Benjamin Franklin had good reason to make the statement, “neither a borrower nor a lender be.” The potential for risk on either side of the transaction is significant. Be it the likelihood of not getting paid, or the possibility that you will not be able to repay the debt, many find that it is better to avoid the perils of money lending altogether. But that is just not practical. The way big plans are realized is often with money we do not yet have. And loaning money at interest is usually a great short-term investment, if you have the cash to spare. How do we assure our debt agreements will hold up in court?

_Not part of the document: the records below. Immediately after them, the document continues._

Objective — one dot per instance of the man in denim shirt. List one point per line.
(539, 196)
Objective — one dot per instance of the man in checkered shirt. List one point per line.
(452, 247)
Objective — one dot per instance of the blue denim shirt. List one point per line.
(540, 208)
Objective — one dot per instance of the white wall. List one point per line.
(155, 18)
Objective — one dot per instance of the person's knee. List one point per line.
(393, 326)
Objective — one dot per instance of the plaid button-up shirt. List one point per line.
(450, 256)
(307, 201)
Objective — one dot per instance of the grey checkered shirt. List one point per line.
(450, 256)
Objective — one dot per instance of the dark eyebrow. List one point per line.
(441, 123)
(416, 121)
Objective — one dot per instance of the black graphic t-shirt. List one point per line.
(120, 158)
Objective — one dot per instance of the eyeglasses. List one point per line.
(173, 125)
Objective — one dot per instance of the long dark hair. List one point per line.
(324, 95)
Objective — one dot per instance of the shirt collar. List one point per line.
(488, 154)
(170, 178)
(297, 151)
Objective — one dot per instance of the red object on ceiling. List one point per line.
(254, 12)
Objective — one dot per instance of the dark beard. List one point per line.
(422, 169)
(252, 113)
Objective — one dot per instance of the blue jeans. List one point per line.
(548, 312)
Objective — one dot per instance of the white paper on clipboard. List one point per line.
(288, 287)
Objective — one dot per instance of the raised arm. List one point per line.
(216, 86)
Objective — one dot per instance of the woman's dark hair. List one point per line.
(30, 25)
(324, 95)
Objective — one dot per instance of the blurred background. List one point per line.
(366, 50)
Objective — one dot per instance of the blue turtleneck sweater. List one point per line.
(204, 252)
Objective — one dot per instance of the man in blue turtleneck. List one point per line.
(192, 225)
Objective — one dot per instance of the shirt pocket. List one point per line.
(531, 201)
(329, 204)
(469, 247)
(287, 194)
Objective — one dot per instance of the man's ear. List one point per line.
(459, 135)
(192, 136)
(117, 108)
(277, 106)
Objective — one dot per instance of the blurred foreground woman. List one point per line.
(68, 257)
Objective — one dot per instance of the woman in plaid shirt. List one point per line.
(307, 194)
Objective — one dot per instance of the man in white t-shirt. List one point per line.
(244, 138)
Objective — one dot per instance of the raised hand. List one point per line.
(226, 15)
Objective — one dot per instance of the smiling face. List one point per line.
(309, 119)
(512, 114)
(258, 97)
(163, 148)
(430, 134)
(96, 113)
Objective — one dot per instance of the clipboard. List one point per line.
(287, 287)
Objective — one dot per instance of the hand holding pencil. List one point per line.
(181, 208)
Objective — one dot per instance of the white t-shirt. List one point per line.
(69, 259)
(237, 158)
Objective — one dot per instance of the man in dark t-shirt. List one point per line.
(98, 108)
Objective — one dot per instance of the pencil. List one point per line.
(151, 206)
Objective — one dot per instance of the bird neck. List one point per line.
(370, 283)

On February 24, 2014, New Orleans resident Lois Guillory made a $40,000 loan to Percy Goulette and Alan Sagely, with interest totaling $5,000 and due in one year’s time. The parties signed a promissory note memorializing all the terms. But once February 24, 2015 came around, Goulette and Sagely refused to pay the obligation. When Ms. Guillory filed a lawsuit to recover her investment, Mr. Goulette tried to have the claim dismissed, stating that his business Goulette Ice actually borrowed the money. Goulette claimed he and Sagely did not borrow the money individually, but signed the note in their capacity as agents of Goulette Ice. In fact, the note identified the men as owners of Goulette Ice in two places, one of which was below the signature line. This, in Goulette’s eye, meant he and Sagely were not personally guaranteeing repayment, and not liable for the loan. The Trial Court granted Goulette’s peremptory exception of no cause of action, and Ms. Guillory appealed.

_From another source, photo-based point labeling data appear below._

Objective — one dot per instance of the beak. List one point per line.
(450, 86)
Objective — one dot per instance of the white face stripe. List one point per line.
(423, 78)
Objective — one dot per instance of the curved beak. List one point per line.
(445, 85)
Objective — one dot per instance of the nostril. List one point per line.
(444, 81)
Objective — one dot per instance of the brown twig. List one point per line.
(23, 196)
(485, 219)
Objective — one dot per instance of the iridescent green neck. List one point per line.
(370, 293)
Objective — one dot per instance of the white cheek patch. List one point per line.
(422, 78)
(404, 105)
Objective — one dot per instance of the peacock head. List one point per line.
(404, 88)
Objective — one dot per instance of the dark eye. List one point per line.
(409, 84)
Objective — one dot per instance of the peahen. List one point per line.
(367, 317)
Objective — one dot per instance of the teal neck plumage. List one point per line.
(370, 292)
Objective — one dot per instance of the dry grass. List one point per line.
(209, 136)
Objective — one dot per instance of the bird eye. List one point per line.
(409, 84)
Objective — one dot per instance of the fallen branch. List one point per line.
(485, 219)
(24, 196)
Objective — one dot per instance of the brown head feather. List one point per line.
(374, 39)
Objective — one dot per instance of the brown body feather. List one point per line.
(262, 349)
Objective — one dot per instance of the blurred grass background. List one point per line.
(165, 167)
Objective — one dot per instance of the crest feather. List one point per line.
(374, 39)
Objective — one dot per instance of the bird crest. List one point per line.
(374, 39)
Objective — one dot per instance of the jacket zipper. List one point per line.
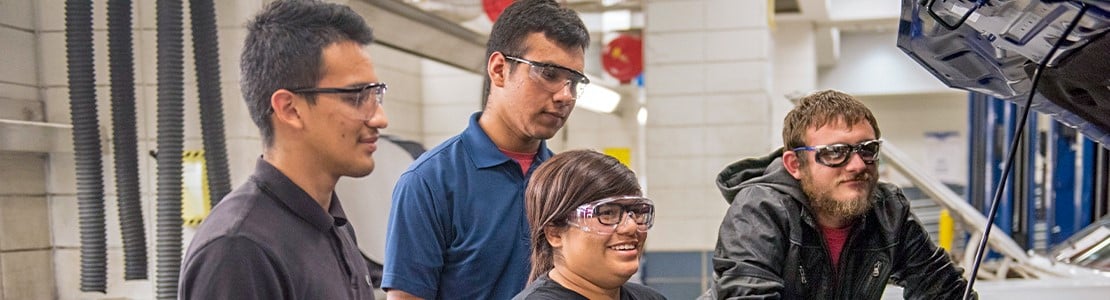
(801, 273)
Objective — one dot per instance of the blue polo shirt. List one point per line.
(457, 228)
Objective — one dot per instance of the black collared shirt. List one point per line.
(268, 239)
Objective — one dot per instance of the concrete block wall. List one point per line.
(26, 255)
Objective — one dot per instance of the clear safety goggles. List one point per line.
(603, 217)
(554, 78)
(364, 99)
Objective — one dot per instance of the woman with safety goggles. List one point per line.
(588, 221)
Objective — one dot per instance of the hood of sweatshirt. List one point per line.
(766, 170)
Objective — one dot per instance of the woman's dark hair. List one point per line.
(562, 183)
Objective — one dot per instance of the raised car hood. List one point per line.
(996, 50)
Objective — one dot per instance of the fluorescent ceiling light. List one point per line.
(598, 99)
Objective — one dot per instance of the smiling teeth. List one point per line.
(624, 247)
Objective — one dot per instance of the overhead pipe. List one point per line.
(170, 143)
(125, 140)
(90, 186)
(207, 57)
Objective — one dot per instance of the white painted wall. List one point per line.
(871, 63)
(906, 119)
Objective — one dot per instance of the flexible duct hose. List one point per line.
(90, 186)
(124, 139)
(207, 56)
(170, 139)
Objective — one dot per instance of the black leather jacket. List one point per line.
(769, 246)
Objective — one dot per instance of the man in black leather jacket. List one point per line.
(814, 222)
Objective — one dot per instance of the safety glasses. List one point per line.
(554, 77)
(603, 217)
(838, 155)
(357, 97)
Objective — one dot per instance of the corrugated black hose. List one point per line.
(90, 186)
(207, 56)
(124, 140)
(170, 139)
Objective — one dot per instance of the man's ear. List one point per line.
(285, 111)
(497, 69)
(793, 163)
(554, 236)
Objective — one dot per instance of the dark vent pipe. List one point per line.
(207, 56)
(90, 186)
(125, 140)
(170, 139)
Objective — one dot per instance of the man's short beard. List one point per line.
(823, 203)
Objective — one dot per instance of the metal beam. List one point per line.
(34, 137)
(412, 30)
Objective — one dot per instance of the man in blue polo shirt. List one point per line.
(457, 228)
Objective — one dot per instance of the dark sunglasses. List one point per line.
(838, 155)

A peremptory exception for no cause of action is essentially one party asking the court to dismiss the case because there has been no offense for which to sue. These exceptions are judged solely on the pleadings, and neither party may introduce evidence to support or object to the exception. La. C.C.P. art. 931. Ms. Guillory’s original petition contained a copy of the promissory note, and the Appellate Court closely reviewed that document.